Luckily, I got my choice. Inspired by my assignment, I read everything he ever wrote, several biographies, and any article or review I could possibly find. Reading other people’s reviews was always interesting. People who dismissed Salinger seemed so out of touch, like they really didn’t understand that the world can be a dark, harsh place. And then I’d read reviews that fawned over Salinger - reviewers were trying as hard as possible to be the first one on the wagon. I realize that a huge part of the literary world is reviewing works of other writers, but in a way it seemed to reek of the phoniness that Holden detests so strongly.

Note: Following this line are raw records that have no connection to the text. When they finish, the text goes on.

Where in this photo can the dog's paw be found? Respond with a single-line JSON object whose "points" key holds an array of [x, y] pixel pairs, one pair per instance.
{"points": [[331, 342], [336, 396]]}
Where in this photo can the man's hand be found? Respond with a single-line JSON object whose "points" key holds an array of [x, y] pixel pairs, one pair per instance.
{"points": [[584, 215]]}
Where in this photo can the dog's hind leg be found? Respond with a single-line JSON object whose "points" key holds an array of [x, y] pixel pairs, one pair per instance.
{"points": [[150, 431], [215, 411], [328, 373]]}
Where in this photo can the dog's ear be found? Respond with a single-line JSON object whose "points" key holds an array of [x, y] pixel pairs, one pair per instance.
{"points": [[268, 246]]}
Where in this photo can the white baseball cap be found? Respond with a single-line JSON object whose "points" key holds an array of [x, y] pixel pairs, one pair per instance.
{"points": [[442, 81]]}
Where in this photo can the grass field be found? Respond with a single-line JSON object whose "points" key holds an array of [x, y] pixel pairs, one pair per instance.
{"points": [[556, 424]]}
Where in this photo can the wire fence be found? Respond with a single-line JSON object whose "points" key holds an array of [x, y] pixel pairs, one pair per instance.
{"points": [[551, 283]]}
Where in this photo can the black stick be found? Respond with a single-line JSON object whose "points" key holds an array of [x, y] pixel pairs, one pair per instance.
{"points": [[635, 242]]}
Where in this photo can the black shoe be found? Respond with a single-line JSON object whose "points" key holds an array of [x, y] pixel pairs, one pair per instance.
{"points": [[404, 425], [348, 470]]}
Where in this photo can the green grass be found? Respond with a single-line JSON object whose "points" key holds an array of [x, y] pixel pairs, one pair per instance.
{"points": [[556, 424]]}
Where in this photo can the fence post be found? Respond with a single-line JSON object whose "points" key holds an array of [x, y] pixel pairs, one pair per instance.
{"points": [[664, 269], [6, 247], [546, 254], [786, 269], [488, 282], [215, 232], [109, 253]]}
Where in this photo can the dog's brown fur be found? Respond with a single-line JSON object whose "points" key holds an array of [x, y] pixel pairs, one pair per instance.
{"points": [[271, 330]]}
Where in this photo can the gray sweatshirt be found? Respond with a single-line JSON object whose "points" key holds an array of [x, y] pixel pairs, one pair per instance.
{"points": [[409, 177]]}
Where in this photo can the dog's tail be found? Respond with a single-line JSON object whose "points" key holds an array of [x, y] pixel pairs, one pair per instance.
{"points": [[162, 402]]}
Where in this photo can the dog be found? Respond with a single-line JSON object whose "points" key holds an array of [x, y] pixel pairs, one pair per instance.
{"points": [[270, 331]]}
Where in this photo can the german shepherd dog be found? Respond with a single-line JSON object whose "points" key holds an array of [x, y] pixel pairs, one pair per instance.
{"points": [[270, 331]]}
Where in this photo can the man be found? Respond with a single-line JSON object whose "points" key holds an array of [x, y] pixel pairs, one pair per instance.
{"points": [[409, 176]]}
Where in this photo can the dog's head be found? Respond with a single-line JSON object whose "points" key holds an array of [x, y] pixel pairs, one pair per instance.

The two short stories of the nine in the aptly named collection Nine Stories that I wrote about were “For Esmé – With Love and Squalor” and “A Perfect Day for Bananafish.” Both were about a young soldier in the battlefield trying to find salvation while relating the impact that their experiences had on them to anyone that would listen. In both stories, the men end up writing correspondence letters with young girls. Though, this may seem weird on the surface, I think it makes total sense. A child’s ability to have empathy vastly surpasses that of an adult. You can see it on a baby’s face when it hears another baby start to cry. Even Holden, as sarcastic and turned off by the world around him as he was, was extremely sensitive, as well as empathic to the people he encountered. True empathy is something that most people lose very quickly as they mature. They become walled off and callous.
If a person was to try and relate to the rawest, most profound emotions that can be felt, a child would be the person to communicate with. I’m not talking about specific details, but just the sense of profound and deep sadness or futility. Children don’t have the “sophistication” of labeling all these emotions as sadness or depression or whatever. They also don’t have the experiences in their life to try to compare these emotions to something they felt once. This, to me, was the genius of Salinger. He understood this pureness and wrote about it. Maybe Salinger himself never lost his childlike empathy. Sometimes the most empathic, sensitive people have to shut themselves off from the entire world in order to survive. Or maybe he was just aware enough to realize what it was that he had lost.
Children feel everything in the purest form. They have no context to fit everything into like pieces of a puzzle. They don’t feel the need to have an answer or solution or response. They just empathize. That is why I felt so personally touched by the works of Salinger. I felt that indescribable, almost physical but still ethereal slug to the stomach today when I found out he passed away. I feel profound sadness that there has been a serious loss in the world. I just hope that we aren’t losing the better ones of us faster than they are being replaced. Rest in peace J.D. Salinger. You let me know that not all are blind to the world as it truly is.